A prolific scholar, Subrahmanian is author or coauthor of 140 peer-reviewed journal papers. In 2015, he published The Global Cyber-Vulnerability Report, an analysis of more than 20 billion reports generated by 4 million computers in 44 countries, and led a team that won DARPA’s Twitter Influence Bot Detection Challenge, a competition to develop means of identifying and eliminating propaganda-spreading automated social media accounts. His work has been featured in national media, including PBS’s Nova, NBC Nightly News, The New York Times, The Washington Post, and The Wall Street Journal, among other outlets.
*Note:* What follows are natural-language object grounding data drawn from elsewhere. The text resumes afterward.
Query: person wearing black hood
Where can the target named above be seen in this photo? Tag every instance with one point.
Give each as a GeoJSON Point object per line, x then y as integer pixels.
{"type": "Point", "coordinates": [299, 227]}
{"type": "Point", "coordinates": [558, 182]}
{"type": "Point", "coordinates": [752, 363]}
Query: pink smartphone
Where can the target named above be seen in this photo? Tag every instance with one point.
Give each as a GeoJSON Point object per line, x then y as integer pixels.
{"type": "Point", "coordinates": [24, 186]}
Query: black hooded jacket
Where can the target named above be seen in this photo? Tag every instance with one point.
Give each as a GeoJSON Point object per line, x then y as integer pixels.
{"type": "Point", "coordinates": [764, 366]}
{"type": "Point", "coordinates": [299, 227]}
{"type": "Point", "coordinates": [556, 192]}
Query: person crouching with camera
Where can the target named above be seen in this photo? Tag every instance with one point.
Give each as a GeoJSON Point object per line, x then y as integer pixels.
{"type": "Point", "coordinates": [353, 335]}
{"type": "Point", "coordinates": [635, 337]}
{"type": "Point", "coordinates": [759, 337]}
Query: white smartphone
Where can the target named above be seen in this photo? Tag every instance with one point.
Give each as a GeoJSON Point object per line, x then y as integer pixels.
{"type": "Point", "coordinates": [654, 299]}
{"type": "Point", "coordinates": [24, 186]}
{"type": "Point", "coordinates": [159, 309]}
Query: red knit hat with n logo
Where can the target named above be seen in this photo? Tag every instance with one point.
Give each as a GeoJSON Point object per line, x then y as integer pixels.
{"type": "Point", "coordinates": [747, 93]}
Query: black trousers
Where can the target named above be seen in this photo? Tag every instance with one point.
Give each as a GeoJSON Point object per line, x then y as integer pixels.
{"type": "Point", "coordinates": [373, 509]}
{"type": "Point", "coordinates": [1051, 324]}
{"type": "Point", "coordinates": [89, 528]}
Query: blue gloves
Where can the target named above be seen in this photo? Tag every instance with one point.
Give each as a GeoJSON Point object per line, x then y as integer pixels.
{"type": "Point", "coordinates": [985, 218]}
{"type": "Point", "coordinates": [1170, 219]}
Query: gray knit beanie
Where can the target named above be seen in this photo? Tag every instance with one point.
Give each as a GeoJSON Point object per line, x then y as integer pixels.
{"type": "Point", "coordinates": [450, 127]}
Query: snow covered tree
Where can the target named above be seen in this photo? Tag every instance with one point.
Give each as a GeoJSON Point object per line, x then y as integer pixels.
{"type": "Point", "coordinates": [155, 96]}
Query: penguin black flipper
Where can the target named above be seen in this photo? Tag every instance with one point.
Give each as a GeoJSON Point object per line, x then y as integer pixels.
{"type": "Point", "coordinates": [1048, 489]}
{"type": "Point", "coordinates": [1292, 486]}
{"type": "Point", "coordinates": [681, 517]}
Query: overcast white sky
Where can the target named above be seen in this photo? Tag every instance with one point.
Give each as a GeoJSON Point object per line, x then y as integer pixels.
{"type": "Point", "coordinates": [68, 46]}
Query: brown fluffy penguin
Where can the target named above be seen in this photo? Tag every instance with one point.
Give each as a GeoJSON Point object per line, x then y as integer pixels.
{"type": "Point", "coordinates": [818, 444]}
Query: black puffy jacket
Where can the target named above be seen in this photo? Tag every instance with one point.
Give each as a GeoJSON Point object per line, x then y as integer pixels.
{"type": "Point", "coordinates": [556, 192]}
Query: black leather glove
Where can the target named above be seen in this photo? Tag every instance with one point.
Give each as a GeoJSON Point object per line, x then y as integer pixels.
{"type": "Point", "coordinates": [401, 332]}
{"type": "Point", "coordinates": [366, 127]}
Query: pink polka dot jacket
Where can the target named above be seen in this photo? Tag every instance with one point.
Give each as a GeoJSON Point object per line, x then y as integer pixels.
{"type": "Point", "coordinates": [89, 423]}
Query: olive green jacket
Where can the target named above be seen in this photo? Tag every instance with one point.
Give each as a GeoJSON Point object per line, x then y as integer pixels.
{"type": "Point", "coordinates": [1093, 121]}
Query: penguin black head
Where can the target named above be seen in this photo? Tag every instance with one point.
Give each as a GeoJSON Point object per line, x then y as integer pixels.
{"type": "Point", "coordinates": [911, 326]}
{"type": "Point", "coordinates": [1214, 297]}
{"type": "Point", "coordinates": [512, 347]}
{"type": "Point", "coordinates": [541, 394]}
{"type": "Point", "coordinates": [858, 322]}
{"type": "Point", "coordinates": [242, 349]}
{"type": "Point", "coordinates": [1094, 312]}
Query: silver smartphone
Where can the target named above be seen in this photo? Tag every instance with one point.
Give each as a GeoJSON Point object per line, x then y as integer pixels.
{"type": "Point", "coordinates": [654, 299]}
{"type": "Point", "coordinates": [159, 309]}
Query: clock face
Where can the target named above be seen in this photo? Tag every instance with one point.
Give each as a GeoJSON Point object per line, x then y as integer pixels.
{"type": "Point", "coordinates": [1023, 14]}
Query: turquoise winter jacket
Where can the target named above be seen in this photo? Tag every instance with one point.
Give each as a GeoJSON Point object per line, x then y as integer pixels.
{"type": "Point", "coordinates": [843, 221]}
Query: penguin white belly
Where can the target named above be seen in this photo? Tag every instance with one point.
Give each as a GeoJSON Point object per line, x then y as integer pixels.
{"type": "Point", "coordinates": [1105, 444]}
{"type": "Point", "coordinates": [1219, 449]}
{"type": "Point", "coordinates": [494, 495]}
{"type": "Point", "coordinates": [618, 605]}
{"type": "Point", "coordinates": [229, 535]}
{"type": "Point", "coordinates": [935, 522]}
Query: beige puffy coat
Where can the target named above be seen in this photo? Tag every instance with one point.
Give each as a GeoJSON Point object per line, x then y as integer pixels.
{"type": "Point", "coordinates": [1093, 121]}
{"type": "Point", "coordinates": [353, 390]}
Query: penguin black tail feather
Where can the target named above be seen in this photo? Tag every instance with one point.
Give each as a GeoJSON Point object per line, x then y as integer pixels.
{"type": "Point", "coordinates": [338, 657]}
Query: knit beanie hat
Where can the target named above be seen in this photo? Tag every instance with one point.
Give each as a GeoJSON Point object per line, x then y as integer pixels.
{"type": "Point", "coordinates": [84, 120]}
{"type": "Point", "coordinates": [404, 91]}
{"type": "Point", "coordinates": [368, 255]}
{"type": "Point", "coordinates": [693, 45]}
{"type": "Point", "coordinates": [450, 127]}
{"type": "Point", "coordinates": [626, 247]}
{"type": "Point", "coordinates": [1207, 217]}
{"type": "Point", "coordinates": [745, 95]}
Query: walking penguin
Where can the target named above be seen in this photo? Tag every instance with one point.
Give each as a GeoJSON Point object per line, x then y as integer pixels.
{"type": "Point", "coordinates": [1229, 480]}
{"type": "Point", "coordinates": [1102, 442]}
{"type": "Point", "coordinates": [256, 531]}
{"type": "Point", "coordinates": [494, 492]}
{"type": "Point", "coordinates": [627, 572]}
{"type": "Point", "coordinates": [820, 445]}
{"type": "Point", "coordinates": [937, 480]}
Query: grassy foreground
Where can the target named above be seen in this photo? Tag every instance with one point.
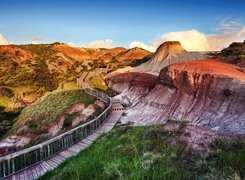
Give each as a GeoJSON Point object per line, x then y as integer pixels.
{"type": "Point", "coordinates": [144, 153]}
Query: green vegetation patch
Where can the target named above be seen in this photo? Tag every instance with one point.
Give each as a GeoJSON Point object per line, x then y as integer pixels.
{"type": "Point", "coordinates": [48, 110]}
{"type": "Point", "coordinates": [146, 153]}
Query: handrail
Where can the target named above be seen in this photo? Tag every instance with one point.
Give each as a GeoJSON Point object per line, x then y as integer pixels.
{"type": "Point", "coordinates": [14, 162]}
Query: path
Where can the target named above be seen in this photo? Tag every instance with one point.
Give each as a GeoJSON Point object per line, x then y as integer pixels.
{"type": "Point", "coordinates": [35, 171]}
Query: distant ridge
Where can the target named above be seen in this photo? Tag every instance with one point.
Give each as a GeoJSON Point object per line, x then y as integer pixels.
{"type": "Point", "coordinates": [169, 52]}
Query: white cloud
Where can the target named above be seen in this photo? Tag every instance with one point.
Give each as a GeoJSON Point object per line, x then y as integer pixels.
{"type": "Point", "coordinates": [71, 44]}
{"type": "Point", "coordinates": [193, 40]}
{"type": "Point", "coordinates": [141, 45]}
{"type": "Point", "coordinates": [34, 42]}
{"type": "Point", "coordinates": [226, 25]}
{"type": "Point", "coordinates": [101, 44]}
{"type": "Point", "coordinates": [220, 41]}
{"type": "Point", "coordinates": [3, 41]}
{"type": "Point", "coordinates": [107, 43]}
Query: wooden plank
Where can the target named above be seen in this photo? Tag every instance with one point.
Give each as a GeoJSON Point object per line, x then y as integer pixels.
{"type": "Point", "coordinates": [53, 165]}
{"type": "Point", "coordinates": [47, 166]}
{"type": "Point", "coordinates": [29, 173]}
{"type": "Point", "coordinates": [45, 169]}
{"type": "Point", "coordinates": [35, 176]}
{"type": "Point", "coordinates": [54, 160]}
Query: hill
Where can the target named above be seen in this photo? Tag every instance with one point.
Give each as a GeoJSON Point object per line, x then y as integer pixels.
{"type": "Point", "coordinates": [169, 52]}
{"type": "Point", "coordinates": [27, 72]}
{"type": "Point", "coordinates": [53, 114]}
{"type": "Point", "coordinates": [234, 54]}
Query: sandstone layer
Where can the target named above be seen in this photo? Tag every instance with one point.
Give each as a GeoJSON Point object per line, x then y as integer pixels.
{"type": "Point", "coordinates": [207, 93]}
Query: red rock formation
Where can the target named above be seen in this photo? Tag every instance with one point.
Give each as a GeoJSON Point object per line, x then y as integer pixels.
{"type": "Point", "coordinates": [15, 53]}
{"type": "Point", "coordinates": [102, 54]}
{"type": "Point", "coordinates": [207, 93]}
{"type": "Point", "coordinates": [131, 54]}
{"type": "Point", "coordinates": [169, 52]}
{"type": "Point", "coordinates": [132, 86]}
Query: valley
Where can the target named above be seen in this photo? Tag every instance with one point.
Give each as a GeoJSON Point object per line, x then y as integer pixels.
{"type": "Point", "coordinates": [190, 106]}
He received his doctorate from Syracuse University, and was awarded a National Science Foundation National Young Investigator Award and the Distinguished Young Scientist Award from the Maryland Science Center/Maryland Academy of Science.

V.S. Subrahmanyan's talk is titled Bots, Socks, and Vandals: An Overview of Malicious Actors on the Web. Online social networks and e-commerce platforms are increasingly targeted by malicious actors with a wide variety of goals. Bots on Twitter may seek to illicitly influence opinion. Sock-puppet accounts on online discussion forums (e.g. discussion threads on online news articles) may help push certain points of view. Vandals on Wikipedia may seek to inject false material into otherwise legitimate pages. Review fraud in online forums may illicitly promote a product or destroy a competing product’s reputation. The bulk of this talk will focus on identifying review fraud in online e-commerce platforms such as Amazon, eBay and Flipkart. Because an increase of 1 star in a product rating can, on average, lead to a 5–9% increase in revenues, vendors have strong incentives to generate fake reviews.

The talk will present both an unsupervised model as well as a supervised model to identify users who generate fake reviews. We show that our framework, called REV2, produces high performance in real world experiments. In addition, a report of 150 review fraud accounts on Flipkart was independently evaluated by Flipkart’s anti-fraud team who reported that 127 of the predictions were correct.

Sockpuppet accounts – multiple accounts operated by a single individual or corporate “puppetmaster” – are also a popular mechanism used to inappropriately sway opinion in online platforms. For instance, social “botnets” commonly use multiple “sock” accounts to implement coordinated bots. Sockpuppet accounts are also commonly used by trolls. The talk will report on recent work on the characteristics and properties of sockpuppet accounts through a study that involves data from the Disqus platform. Disqus powers discussion threads and forums on a host of news and other websites. Sockpuppets are often used in such contexts to artificially boost an opinion or artificially generate controversy. The talk will also briefly discuss the use of bots in real world influence campaigns along with methods to detect them. Third, the speaker will discuss the problem of vandals on Wikipedia. Though research has been done previously on automated methods to detect acts of vandalism on Wikipedia, we describe VEWS, a Wikipedia Vandal Early Warning System that seeks to detect vandals as early as possible and preferably before they commit any acts of vandalism. The talk will show that VEWS outperforms prior work – but that when combined with prior work, it predicts vandals with very high accuracy. The talk will conclude with a discussion of different types of malicious actors on the web.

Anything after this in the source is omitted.